Piercing the veil, also known as "piercing the corporate veil" refers to a situation in which courts put aside limited liability and hold a corporation's shareholders or directors personally liable for the corporation’s actions or debts. Veil piercing is most common in close corporations. This provision prevents a shareholder from using control of a legal person to conceal a fraud, an abuse of rights or a violation of a rule of public order.
While the law varies by state, generally courts have a strong presumption against piercing the corporate veil, and will only do so if there has been serious misconduct. Courts understand the benefits of limited liability, as it "encourages development of public markets for stocks and thus helps make possible the liquidity and diversification benefits that investors receive from those markets."
As such, courts typically require corporations to engage in fairly egregious actions in order to justify piercing the corporate veil. In general this misconduct may include abusing the corporation (e.g. intermingling of personal and corporate assets) or having undercapitalization at the time of incorporation.
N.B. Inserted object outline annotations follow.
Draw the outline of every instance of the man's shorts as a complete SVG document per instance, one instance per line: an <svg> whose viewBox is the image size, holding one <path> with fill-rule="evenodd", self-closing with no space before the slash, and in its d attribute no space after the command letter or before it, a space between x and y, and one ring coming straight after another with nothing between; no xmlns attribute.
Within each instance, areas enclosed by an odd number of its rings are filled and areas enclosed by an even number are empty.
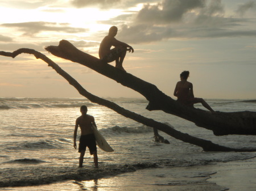
<svg viewBox="0 0 256 191"><path fill-rule="evenodd" d="M119 58L123 51L123 48L115 47L110 50L110 52L105 55L102 60L107 63L112 62Z"/></svg>
<svg viewBox="0 0 256 191"><path fill-rule="evenodd" d="M79 152L81 152L82 150L85 151L86 147L89 148L90 155L92 155L94 151L97 151L96 142L93 134L81 135Z"/></svg>

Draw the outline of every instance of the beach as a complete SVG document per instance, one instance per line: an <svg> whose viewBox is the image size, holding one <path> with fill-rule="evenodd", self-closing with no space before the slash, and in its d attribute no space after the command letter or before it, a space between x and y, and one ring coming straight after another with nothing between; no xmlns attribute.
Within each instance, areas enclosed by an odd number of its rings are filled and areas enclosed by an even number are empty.
<svg viewBox="0 0 256 191"><path fill-rule="evenodd" d="M179 131L234 148L255 148L255 136L214 136L212 132L160 111L144 109L142 99L112 99ZM214 110L255 111L255 103L209 100ZM0 190L255 190L256 153L204 152L162 132L170 144L156 143L147 127L86 99L1 98ZM88 107L101 133L114 150L98 150L99 168L86 152L78 168L73 148L80 106ZM197 107L201 108L200 105ZM10 123L10 121L12 121Z"/></svg>

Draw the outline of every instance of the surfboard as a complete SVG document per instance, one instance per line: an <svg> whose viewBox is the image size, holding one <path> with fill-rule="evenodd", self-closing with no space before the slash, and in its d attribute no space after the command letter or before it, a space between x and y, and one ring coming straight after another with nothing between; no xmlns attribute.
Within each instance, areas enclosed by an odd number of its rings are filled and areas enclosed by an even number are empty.
<svg viewBox="0 0 256 191"><path fill-rule="evenodd" d="M96 143L98 146L106 152L113 152L114 150L112 147L108 143L105 138L99 132L98 129L97 129L95 125L92 125L92 129L93 133L94 134L95 139L96 139Z"/></svg>

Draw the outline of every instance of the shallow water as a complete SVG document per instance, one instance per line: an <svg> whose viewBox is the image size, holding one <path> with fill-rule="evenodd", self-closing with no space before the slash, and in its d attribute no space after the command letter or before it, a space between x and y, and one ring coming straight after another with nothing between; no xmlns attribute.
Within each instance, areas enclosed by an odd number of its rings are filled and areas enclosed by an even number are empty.
<svg viewBox="0 0 256 191"><path fill-rule="evenodd" d="M142 99L113 101L183 133L219 145L256 147L255 136L216 137L212 131L177 117L161 111L147 111L144 109L147 102ZM256 111L255 103L238 101L208 102L214 110L222 112ZM98 150L98 169L93 167L93 158L88 152L85 167L77 168L79 155L73 148L72 139L82 104L88 106L88 114L94 117L98 129L115 151ZM202 108L200 105L196 107ZM256 156L255 152L205 152L200 147L161 133L171 144L155 143L151 128L86 99L1 98L0 115L0 189L168 190L171 186L172 190L189 190L191 188L222 190L226 188L208 181L214 171L201 171L201 167ZM44 185L48 183L53 184ZM28 187L35 185L39 186ZM3 187L10 186L25 187ZM58 189L53 189L55 186Z"/></svg>

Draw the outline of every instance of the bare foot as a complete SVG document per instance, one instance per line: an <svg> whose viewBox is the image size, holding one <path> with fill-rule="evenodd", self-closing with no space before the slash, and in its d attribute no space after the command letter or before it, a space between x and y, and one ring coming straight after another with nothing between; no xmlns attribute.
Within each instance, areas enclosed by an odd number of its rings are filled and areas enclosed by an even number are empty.
<svg viewBox="0 0 256 191"><path fill-rule="evenodd" d="M115 66L115 67L117 69L118 69L121 70L123 70L123 71L126 72L126 71L125 71L125 69L123 68L123 66Z"/></svg>

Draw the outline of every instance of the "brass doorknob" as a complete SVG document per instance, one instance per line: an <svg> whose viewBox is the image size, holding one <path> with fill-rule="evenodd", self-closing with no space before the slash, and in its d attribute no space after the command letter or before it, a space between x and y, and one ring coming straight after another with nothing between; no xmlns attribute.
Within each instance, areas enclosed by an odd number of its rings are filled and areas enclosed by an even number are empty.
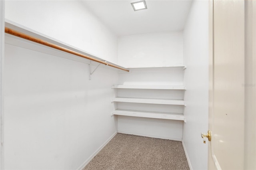
<svg viewBox="0 0 256 170"><path fill-rule="evenodd" d="M207 132L207 133L201 133L201 137L203 138L203 141L204 142L204 143L205 143L205 138L204 137L208 138L208 140L209 141L211 141L211 131L210 130L208 130Z"/></svg>

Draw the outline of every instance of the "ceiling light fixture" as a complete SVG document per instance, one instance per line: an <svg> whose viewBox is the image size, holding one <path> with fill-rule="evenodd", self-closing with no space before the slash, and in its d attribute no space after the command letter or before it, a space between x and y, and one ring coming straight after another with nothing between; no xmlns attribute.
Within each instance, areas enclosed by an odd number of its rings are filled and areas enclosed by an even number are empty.
<svg viewBox="0 0 256 170"><path fill-rule="evenodd" d="M145 0L141 0L140 1L132 2L131 4L134 11L148 9L147 8L147 4L146 4L146 1Z"/></svg>

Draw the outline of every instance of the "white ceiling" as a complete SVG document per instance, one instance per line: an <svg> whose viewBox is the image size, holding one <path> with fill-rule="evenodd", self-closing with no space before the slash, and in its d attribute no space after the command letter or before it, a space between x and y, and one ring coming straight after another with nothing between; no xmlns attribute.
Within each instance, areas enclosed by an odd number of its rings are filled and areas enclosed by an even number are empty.
<svg viewBox="0 0 256 170"><path fill-rule="evenodd" d="M118 36L183 29L192 1L146 0L148 9L134 11L138 0L84 0L88 9Z"/></svg>

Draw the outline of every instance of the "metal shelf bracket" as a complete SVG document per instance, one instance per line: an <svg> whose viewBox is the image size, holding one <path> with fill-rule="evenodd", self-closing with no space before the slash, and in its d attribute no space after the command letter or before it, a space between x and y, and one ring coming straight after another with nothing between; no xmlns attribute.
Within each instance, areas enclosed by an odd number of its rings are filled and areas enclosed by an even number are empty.
<svg viewBox="0 0 256 170"><path fill-rule="evenodd" d="M107 61L105 61L105 62L106 62ZM96 67L96 68L95 68L95 69L92 71L92 61L90 61L90 64L89 64L89 80L91 80L92 79L92 74L93 74L93 73L94 73L94 71L95 71L97 69L98 69L98 68L99 67L100 65L100 64L101 63L100 63L99 65L98 65L98 66Z"/></svg>

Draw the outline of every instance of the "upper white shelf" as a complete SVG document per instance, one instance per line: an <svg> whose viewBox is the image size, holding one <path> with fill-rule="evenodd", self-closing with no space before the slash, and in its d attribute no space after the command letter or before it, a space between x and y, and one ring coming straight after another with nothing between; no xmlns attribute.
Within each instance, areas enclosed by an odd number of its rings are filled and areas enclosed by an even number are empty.
<svg viewBox="0 0 256 170"><path fill-rule="evenodd" d="M186 90L186 87L182 85L114 85L112 88L112 89Z"/></svg>
<svg viewBox="0 0 256 170"><path fill-rule="evenodd" d="M186 106L186 103L183 100L116 97L113 99L112 101L161 105L183 105Z"/></svg>
<svg viewBox="0 0 256 170"><path fill-rule="evenodd" d="M117 109L112 113L112 115L114 115L135 117L176 120L185 121L185 117L180 113Z"/></svg>
<svg viewBox="0 0 256 170"><path fill-rule="evenodd" d="M184 70L187 68L187 67L185 65L169 65L167 66L163 67L126 67L128 69L148 69L148 68L171 68L171 67L182 67L182 69Z"/></svg>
This mechanism renders the separate legal personality of the company unenforceable against an injured third party, who can thus seek the personal liability of the shareholder who tries to evade it, by “hiding” under the company’s legal personality, and makes it possible to consider that the patrimony of the company and that of the shareholder form a whole.
In general, creditors have no recourse against corporate shareholders, as long as formalities are satisfied. When, however, the corporation is fraudulently created to escape liability, then creditors may pierce the corporate veil.
Laws regarding the piercing of the corporate veil vary from state to state.